New research is shedding light on a possible new approach to treating the rare and fatal premature aging syndrome, progeria.
New research is shedding light on a possible new approach to treating the rare and fatal premature aging syndrome, progeria.
Progeria, also known as Hutchinson-Gilford progeria syndrome, is linked to progerin, a defect form of the lamin A protein found in the cell nucleus. The protein helps hold the nucleus together but the mutation inhibits cell division. It is believed that the defective protein makes the nucleus unstable, which could be what leads to the process of premature aging. Progerin is also found in healthy subjects and has been observed to increase with age, suggesting the results may also be important for normal aging and age-related disease.
The syndrome affects about one in 18 million children, which means there are less than 1,000 known cases in the world. That premature aging leads to early-onset death from cardiovascular issues in children at an average age of 14 to 15. Signs of progeria are usually seen within the first two years of life. They include growth failure, loss of body fat and hair, aged-looking skin, stiffness of joints, hip dislocation, generalized atherosclerosis, cardiovascular disease and stroke.
Researchers at Sweden’s Karolinska Institute and IFOM, the FIRC Institute of Molecular Oncology in Italy have identified a new potential approach to treating this disease with antisense oligonucleotide therapies. Data from the study was published in the journal Nature Communications.
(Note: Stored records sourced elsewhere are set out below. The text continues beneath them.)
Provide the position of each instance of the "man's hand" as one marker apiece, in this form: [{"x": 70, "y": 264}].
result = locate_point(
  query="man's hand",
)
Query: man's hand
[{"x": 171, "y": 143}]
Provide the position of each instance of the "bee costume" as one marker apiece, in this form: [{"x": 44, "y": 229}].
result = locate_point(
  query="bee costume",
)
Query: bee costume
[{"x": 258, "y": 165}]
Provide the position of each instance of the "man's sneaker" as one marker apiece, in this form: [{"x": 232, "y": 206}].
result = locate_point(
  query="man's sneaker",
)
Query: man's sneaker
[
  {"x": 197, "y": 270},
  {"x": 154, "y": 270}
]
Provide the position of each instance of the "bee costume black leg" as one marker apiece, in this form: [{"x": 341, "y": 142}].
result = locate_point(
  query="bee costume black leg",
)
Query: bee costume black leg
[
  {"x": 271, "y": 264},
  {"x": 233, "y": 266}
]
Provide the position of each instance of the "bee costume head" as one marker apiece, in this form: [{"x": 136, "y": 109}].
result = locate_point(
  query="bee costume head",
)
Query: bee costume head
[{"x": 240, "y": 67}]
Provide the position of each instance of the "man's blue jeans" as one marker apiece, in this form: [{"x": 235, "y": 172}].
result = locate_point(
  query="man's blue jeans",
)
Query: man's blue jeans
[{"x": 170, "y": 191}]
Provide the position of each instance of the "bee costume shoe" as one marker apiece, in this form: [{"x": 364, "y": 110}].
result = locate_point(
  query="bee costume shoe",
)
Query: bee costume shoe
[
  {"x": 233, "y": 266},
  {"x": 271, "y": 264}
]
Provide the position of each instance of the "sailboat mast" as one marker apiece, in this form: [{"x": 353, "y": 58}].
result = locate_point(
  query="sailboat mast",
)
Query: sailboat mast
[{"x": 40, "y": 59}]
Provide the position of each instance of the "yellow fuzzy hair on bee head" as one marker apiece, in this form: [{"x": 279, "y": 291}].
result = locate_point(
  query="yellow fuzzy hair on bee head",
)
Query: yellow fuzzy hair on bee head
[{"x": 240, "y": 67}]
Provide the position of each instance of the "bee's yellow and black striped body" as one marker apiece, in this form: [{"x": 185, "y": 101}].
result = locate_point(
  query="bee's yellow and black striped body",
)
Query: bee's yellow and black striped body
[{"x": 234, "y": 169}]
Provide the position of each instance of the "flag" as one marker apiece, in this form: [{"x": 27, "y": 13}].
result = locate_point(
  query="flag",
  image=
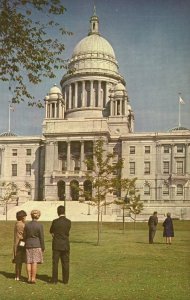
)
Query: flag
[
  {"x": 11, "y": 107},
  {"x": 181, "y": 100}
]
The research team used cell samples from progeria patients to “show an impaired function in the telomeres, a compound structure at the end of chromosomes and the accumulation of “so-called telomeric non-coding RNA.” When the scientists added antisense oligonucleotides, they were able to reduce the level of telomeric non-coding RNA, which lead to normalized cell division. Antisense oligonucleotides are often used to inactivate harmful genes. It’s thought that the normalize cell division will improve the condition of the patients and possibly extend their lives.
Calling the work “promising,” Agustin Sola-Carvajal, the co-author of the study, said they saw positive results in gene-altered mouse models of progeria. With the addition of the antisense oligonucleotides, the team saw a 44% increase in maximum life expectancy and a 24% increase in average life expectancy.
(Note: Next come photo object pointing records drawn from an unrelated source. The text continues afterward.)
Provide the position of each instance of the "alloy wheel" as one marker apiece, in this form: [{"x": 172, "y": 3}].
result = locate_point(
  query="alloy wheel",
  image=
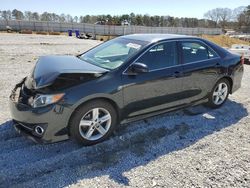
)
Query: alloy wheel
[
  {"x": 95, "y": 124},
  {"x": 220, "y": 93}
]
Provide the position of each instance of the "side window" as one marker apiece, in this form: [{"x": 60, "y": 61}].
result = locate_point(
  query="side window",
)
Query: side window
[
  {"x": 160, "y": 56},
  {"x": 194, "y": 51}
]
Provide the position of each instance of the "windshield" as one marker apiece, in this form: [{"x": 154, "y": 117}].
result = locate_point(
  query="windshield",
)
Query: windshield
[{"x": 113, "y": 53}]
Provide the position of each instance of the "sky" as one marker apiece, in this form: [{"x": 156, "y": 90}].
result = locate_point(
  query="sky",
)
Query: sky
[{"x": 177, "y": 8}]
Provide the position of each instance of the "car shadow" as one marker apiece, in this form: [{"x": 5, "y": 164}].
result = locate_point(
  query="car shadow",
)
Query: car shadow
[{"x": 25, "y": 164}]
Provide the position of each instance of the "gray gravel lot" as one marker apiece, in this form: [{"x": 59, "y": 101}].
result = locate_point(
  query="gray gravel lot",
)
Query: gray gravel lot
[{"x": 178, "y": 149}]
Maria Eriksson, a professor at Karolinska Institutet, said the effects have been positive in mice but they need to rethink ways to treat the disease in humans.
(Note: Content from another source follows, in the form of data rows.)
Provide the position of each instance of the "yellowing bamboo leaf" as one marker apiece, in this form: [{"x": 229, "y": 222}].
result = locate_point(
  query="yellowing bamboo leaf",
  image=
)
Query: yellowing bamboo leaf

“More research is needed to assess how the relatively low levels of progerin seen in healthy individuals contribute to aging and age-related disease,” Eriksson said in a statement. “It is interesting to note that antisense oligonucleotides are now included as drugs in advanced clinical trials, some of which are already approved by the FDA in the U.S.”
A number of approaches have been made to develop therapies for progeria. California-based Eiger BioPharmaceuticals is expected to file a New Drug Application with the U.S. Food and Drug Administration by the end of the year for its lonafarnib therapeutic for progeria and progeroid laminopathies.
Lonafarnib, which has been granted Orphan Drug designation Breakthrough and Rare Pediatric Disease designation by the FDA, is a first-in-class, orally active inhibitor of farnesyltransferase, an enzyme involved in the modification of proteins through a process called prenylation.
The Salk Institute has also developed a new type of gene editing called SATI that could provide a treatment option for progeria, as well as other mutation diseases such as Huntington’s disease.